A Few Thoughts About 6 June 1944 and also (mainly) About 6 June 2019

Foreword

Well, here we are on 6 June 2019. Peterborough by-election day, but also the 75th commemoration of the Normandy Landings, aka D-Day. There has been wall-to-wall coverage on BBC News, ITV News and Sky News.

Preamble

This is not the place in which to discuss whether the Second World War could have been avoided (on the Western Front, in Western Europe generally; I think that it could have been). This is not the place in which to discuss whether the British Empire and the German Reich could have concluded an honourable armistice after the Fall of France (I think that they might have done; Germany made about ten separate offers).

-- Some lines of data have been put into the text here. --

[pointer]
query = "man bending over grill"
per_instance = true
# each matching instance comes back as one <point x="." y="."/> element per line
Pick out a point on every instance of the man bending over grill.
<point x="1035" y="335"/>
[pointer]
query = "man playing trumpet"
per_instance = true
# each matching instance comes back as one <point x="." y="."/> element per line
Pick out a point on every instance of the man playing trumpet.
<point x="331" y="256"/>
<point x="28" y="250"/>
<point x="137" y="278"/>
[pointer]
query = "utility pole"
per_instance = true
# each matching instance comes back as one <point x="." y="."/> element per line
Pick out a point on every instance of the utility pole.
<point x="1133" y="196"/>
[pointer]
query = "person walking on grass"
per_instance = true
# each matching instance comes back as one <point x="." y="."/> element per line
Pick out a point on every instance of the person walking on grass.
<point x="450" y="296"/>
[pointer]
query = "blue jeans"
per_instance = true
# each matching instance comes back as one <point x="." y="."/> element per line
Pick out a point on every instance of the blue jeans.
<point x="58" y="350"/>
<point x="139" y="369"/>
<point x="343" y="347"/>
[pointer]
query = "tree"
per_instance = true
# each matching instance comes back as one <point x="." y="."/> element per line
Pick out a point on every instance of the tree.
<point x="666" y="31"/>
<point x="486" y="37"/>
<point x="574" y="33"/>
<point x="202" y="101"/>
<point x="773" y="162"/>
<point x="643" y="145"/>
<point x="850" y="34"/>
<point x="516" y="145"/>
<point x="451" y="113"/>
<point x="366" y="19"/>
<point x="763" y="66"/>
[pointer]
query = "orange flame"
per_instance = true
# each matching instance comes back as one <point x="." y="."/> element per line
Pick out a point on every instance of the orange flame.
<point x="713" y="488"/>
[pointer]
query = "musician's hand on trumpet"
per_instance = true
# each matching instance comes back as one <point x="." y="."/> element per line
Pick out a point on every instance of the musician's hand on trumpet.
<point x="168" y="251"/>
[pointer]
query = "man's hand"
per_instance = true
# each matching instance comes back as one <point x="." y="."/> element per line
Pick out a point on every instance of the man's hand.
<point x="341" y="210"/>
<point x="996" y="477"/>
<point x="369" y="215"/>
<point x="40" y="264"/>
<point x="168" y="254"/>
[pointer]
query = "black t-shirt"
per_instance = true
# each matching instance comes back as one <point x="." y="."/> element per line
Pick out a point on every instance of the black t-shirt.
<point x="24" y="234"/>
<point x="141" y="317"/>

It is important to note that these anniversaries are made use of by the Jewish Zionist element. Which is partly why they are pushed so hard on TV. Another chance to remind the masses about “the Nazis”, about how bad they supposedly were, and about how “necessary” it was to declare war on Germany, and eventually to defeat “the Nazis” (and so, Germany).

My own father was too young to be in the armed forces for much of WW2, though he was, near the end of the war, recruited by lot as a “Bevin Boy” (he was born and brought up in County Durham), and worked both in coal mining and later a shipyard (after the war, he became a professional footballer). Ironically, that service, far from the front lines of the war, killed him about 70 years later (via exposure to asbestos in a shipyard).

My maternal grandfather served as a soldier throughout WW2 and was both at Dunkirk and, rather later, in Burma.

Overview of my outlook re. the Second World War

My view of the war, even leaving aside my general sympathy with National Socialism in terms of ideology and aspiration, is that, on the Western Front, it need not have happened and should not have happened. I believe the same about the First World War, incidentally.

More

Born in 1956, I was brought up, as people were then, with “the War” as a constant backdrop. My grandfather talked scarcely at all about his war service with the British Expeditionary Force in 1939-40, or with the Army in Burma for much of the rest of the war, though it affected his health. He did give the odd bit of advice when I, aged maybe 7 or 8, was laying out my little Airfix plastic soldiers (various armies, but including, I think, German, British Eighth Army, Japanese and US Marines). I remember a couple of his comments, such as that patrolling soldiers should always be following one another in a line if in jungle, never abreast.

Had my grandfather not already been in uniform by reason of having been in the Territorial Army in 1939, he might never have served actively in the war at all, being at the time 38 or 39 years old (the usual cut-off age was 41). That’s Fate…

As mentioned above, people of my age who were brought up in the 1950s and 1960s always had “the War” there, around, like the woodsmoke and burning leaf smell of autumn in those days. The Germans were regarded by children of my age as honourable enemies (unlike the Japanese) and not some force of malign and almost cosmic evil, as the Jews try to make out now.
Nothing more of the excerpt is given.